Equitable Life compensation payment deadline extended
A deadline for savers who lost money in the Equitable Life scandal to claim compensation has been extended to the middle of 2015.
The planned cut-off of March 2014 was criticised as "arbitrary" in a report by a committee of MPs in October.
The insurance company came close to collapse in 2000, in one of the UK's biggest financial scandals.
The Treasury said that up to 400,000 savers who lost money had still not received compensation payments.
A national advertising campaign to encourage eligible policyholders to come forward will be launched in the next few weeks.
After years of official inquiries into the scandal, the government agreed to a compensation system in 2010, with the first payments being made by June 2011.

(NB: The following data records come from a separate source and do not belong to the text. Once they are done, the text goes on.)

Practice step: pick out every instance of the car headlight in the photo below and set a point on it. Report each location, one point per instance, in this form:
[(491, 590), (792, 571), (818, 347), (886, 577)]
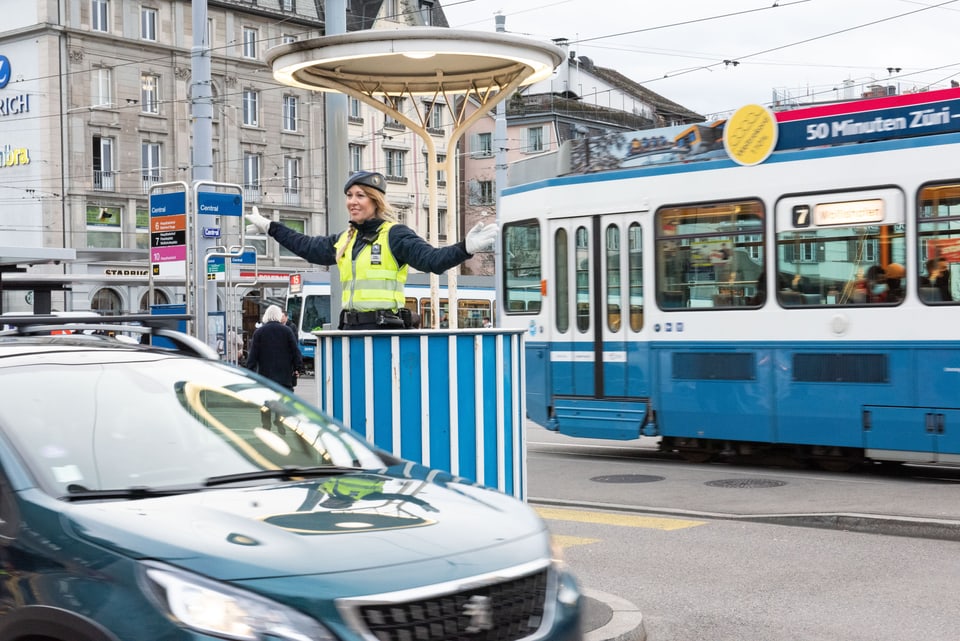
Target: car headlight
[(214, 608)]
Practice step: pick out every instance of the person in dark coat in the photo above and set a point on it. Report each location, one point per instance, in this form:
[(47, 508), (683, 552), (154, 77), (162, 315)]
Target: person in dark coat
[(373, 255), (273, 350)]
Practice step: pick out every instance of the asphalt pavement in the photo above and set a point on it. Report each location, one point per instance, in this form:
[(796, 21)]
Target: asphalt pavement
[(915, 501)]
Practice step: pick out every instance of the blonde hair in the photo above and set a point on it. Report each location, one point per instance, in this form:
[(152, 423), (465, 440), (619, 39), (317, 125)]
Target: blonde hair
[(381, 208), (272, 313)]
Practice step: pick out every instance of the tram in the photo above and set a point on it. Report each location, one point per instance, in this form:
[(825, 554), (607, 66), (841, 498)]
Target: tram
[(800, 299)]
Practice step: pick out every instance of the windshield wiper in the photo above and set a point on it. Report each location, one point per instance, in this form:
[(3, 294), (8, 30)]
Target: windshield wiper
[(285, 473), (80, 493)]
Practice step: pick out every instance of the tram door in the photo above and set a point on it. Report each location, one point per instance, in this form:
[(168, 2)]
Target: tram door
[(598, 306)]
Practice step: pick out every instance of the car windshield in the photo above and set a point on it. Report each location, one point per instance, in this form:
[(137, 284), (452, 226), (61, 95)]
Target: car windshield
[(97, 422)]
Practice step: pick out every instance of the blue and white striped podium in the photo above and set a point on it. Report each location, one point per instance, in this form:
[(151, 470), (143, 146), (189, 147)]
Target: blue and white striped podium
[(449, 399)]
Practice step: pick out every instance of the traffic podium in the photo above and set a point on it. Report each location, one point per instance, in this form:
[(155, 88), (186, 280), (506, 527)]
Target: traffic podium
[(449, 399)]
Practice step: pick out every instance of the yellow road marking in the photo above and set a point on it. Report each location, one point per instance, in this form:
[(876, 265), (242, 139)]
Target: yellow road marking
[(607, 518), (569, 541)]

But the report by the Commons Public Accounts Committee, published in October, said that one in five policyholders might not be traced before the March 2014 deadline.
It criticised the lack of publicity to reduce the number of people who might miss out, and suggested not enough preparatory work had been done ahead of the compensation scheme starting. Only £168m was paid out by March 2012, rather than the expected £500m.
Now the government has decided to extend the deadline to try to locate thousands of savers whose addresses are unrecorded.
"We have made strong progress, but we want to maximise the number of people who will eventually receive payments, which is why we are extending the Equitable Life payment scheme to mid-2015," said Sajid Javid, Financial Secretary to the Treasury.
Paul Weir, spokesman for the Equitable Members' Action group (Emag), said: "We are delighted that the Treasury has listened.
"It is vital that the Treasury complete the task of tracing those who are entitled to compensation and we will be working with them to assist that process."